The Upatre family of malware is frequently updated, with the authors adding new features and protecting the malware from detection in various ways. If you aren’t yet familiar with Upatre, it’s one of the most common downloaders in the wild today, typically infecting systems through phishing e-mails and downloading the Dyre banking Trojan to steal victim’s credentials. Recently, the authors of Upatre added a very simple anti-analysis measure in an attempt to defeat sandboxes, which dynamically analyze executables to identify malicious behavior.

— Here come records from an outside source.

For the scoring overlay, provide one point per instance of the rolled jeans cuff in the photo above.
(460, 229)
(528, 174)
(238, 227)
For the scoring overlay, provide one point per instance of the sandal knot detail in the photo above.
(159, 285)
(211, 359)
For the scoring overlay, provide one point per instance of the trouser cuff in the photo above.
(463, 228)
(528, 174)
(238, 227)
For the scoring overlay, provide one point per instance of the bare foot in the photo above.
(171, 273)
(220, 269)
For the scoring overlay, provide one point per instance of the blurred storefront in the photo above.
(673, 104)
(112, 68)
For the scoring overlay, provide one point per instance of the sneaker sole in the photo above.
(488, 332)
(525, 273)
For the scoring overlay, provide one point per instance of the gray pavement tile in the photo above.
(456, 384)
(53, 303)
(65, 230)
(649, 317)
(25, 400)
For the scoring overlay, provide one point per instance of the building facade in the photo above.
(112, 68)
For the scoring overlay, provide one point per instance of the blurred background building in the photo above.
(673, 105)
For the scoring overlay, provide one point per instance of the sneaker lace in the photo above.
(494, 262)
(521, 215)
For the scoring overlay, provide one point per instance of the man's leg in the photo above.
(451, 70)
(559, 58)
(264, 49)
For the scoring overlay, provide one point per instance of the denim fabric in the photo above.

The new anti-analysis trick involves using the Windows API GetTickCount. GetTickCount returns the number of milliseconds that the system has been alive, up to a maximum of approximately 49 days. Programs can use this value to determine how long a system has been running and make decisions based on that value. The following image shows Upatre executing these instructions inside of a debugger:
The code calls GetTickCount and compares the returned value to 0xAFE74 (720,500 milliseconds, or ~12 minutes). If GetTickCount returns a value less than 0xAFE74, Upatre determines that the system has been running for less than 12 minutes and exits.
To understand why this is an effective anti-analysis technique, we have to look at the normal startup procedure for a sandbox:
- Start up a virtual machine with the target operating system on it
- Copy the malicious binary to the virtual machine
- Let the malware run for an extended period of time (usually about 5 minutes)
- Retrieve a report of what the malware did from the VM
- Shut down the virtual machine and clean up
Since this whole process usually takes around 6 minutes at most, GetTickCount typically returns a value much lower than 12 minutes. If this was an actual user’s system the value would almost certainly be larger than 12 minutes, so a lower value gives the malware a clear indication that it is executing in a sandbox. By exiting at this point in the execution flow, the malware doesn’t perform any malicious actions and will be flagged as benign in a sandbox.
In the Palo Alto Networks WildFire analysis system, we modify the value returned by GetTickCount to make it appear as though the machine has been running for hours. By doing this, Upatre is fooled into continuing to execute its malicious routine, resulting in a malicious verdict.
We recently detected a surge of new Upatre malware samples exhibiting this behavior and Brendan Griffin at Malcovery published a report on the activity recently. Palo Alto Networks customers using WildFire are fully protected from this anti-analysis technique and Palo Alto Networks AutoFocus users can find new Upatre samples using the Upatre tag.